One of my favorite questions to ponder is “what do you know now that you wish you’d known why back when?”
I love this question because it encourages me to think about all the ways I’ve grown and changed over the years. It’s also a question that works in all sorts of different situations — what do you wish you’d known about marriage, raising kids, your professional life, dealing with friends, quilting, gardening…. The list is endless.
Today I’ve been responded to quite a few questions on Facebook in various homeschool groups I participate in, and the question I’m pondering is: What do you know about homeschooling that you wish you’d known then?
As I thought about it, I realized it’s a long list, and, unfortunately because I’m homeschooling an only child, I don’t have any opportunities for do-overs. There is no “next time” as kid #2, #3 or #4 rolls through.

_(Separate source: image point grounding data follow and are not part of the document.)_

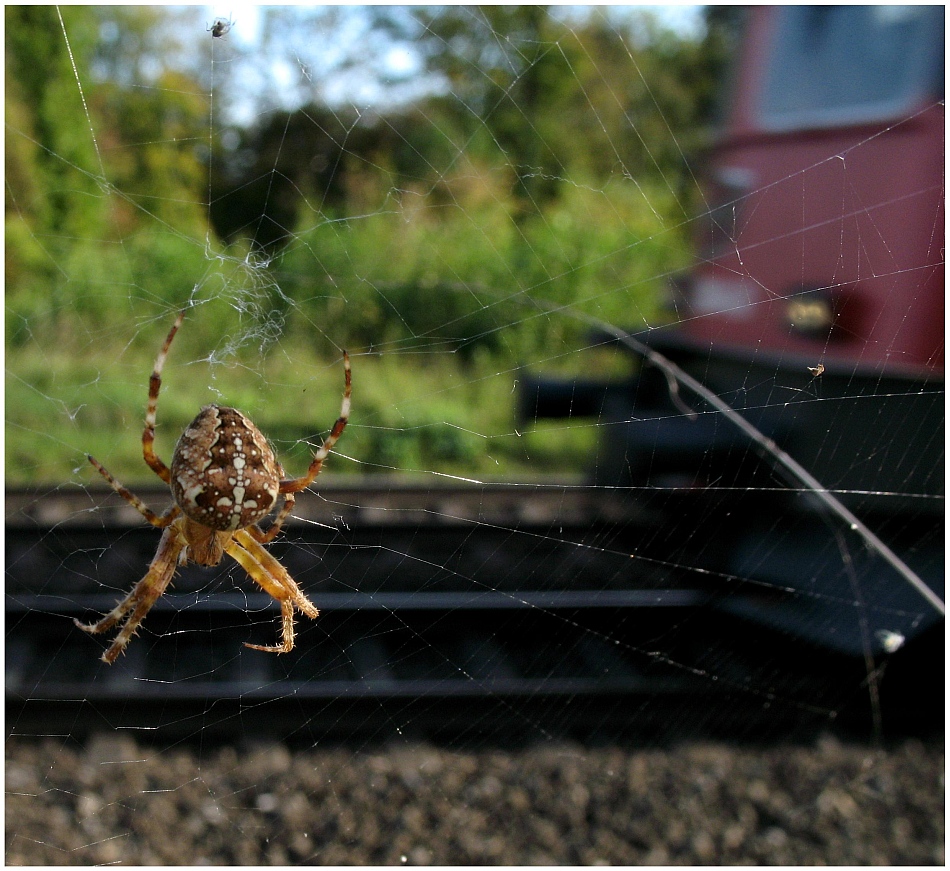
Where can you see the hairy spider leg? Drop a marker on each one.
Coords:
(295, 485)
(144, 594)
(265, 536)
(161, 521)
(275, 580)
(154, 386)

Here’s my top 5 list, grouped together by theme.
1-Time is on your side.
You don’t need to do everything the first year you’re homeschooling — in fact you can’t. But that’s okay because you’ve got time, so take advantage of the time you do have. Even if you’re homeschooling a high school senior, time is on your side. Because learning continues throughout life. It really is possible to learn things after high school…even after college…or graduate school. I’ve certainly more things since I’ve been out of school than I ever learned while I was in school, the only difference is I think of it as “that’s life” instead of “that’s school.”
2-There is no “fall behind” in homeschool.
Tom Hanks famously said “There’s no crying in baseball.” I believe just as firmly that there’s no “falling behind” in homeschooling. When parents worry that their kids might fall behind, I ask them “behind who?”Behind is quite often an arbitrary idea based upon what most kids might be doing at a particular point in their development. What might take three months to teach a four year old might take three weeks to teach a six year old, and three hours to teach an eight year old. If you’ve never read Better Late Than Early, it’s on my must-read list of homeschool books.
3-Your homeschool is (and should be) unique.
Your homeschool is as unique as the student(s) you teach. You may have a friend who homeschools and thrives on a Charlotte Mason curriculum, and another friend who can’t wait for her everything I need to homeschool box of curriculum to arrive in the mail, while you barely buy any curriculum at all because you’re primarily an unschooling homeschool. And. That’s. Fine. You might be a family that loves a big bacon and eggs breakfast first thing in the morning, or you may be the kind of homeschool family that lives on boxes of Nature Valley Granola bars or Lucky Charms eaten on the fly when it’s almost lunchtime. In the end, there’s no one right way to homeschool any more than there’s one right way to organize a linen closet — there’s only the right way for you. So you do your homeschool your way.
4-Instead of homeschool, it really should be called “rarely at home school.”
Remember in a A Charlie Brown Christmas when Lucy tells Charlie Brown “what you need is involvement”? As a new homeschooling parent who had no friends who were already homeschooling, I wondered how that social part of homeschool life would work. Then I saw an ad in the newspaper about homeschooling in our area and joined my local homeschool group. And before long I saw the notices about the co-op on Tuesday afternoons, the art classes on Thursday morning, the chess club on Friday afternoons, and the field trip here or there. There were so many things to do that sometimes (pandemics aside) the challenge is having sufficient time at home to satisfy our state’s homeschool law requirement.
5-There’s more to school than worksheets.
I come at homeschooling from an increasingly unschooling background, but early on I was a lot more traditional, and I came at homeschool from the “here’s another worksheet” perspective a lot of public school kids experienced growing up. Gradually I realized my son was learning and retaining much more of what we did that was based in hands-on, real life learning, not worksheets. I became more comfortable asking “what do you want to learn” and saying “I don’t know, why don’t you look it up and see.” So, we these days much of what we do is very untraditional, though there’s still a lot of learning going on.
In the end, homeschooling is like most things. You learn how to do it by doing it. You try this or that, keeping the things that are helpful and work for you and ditching the things that don’t.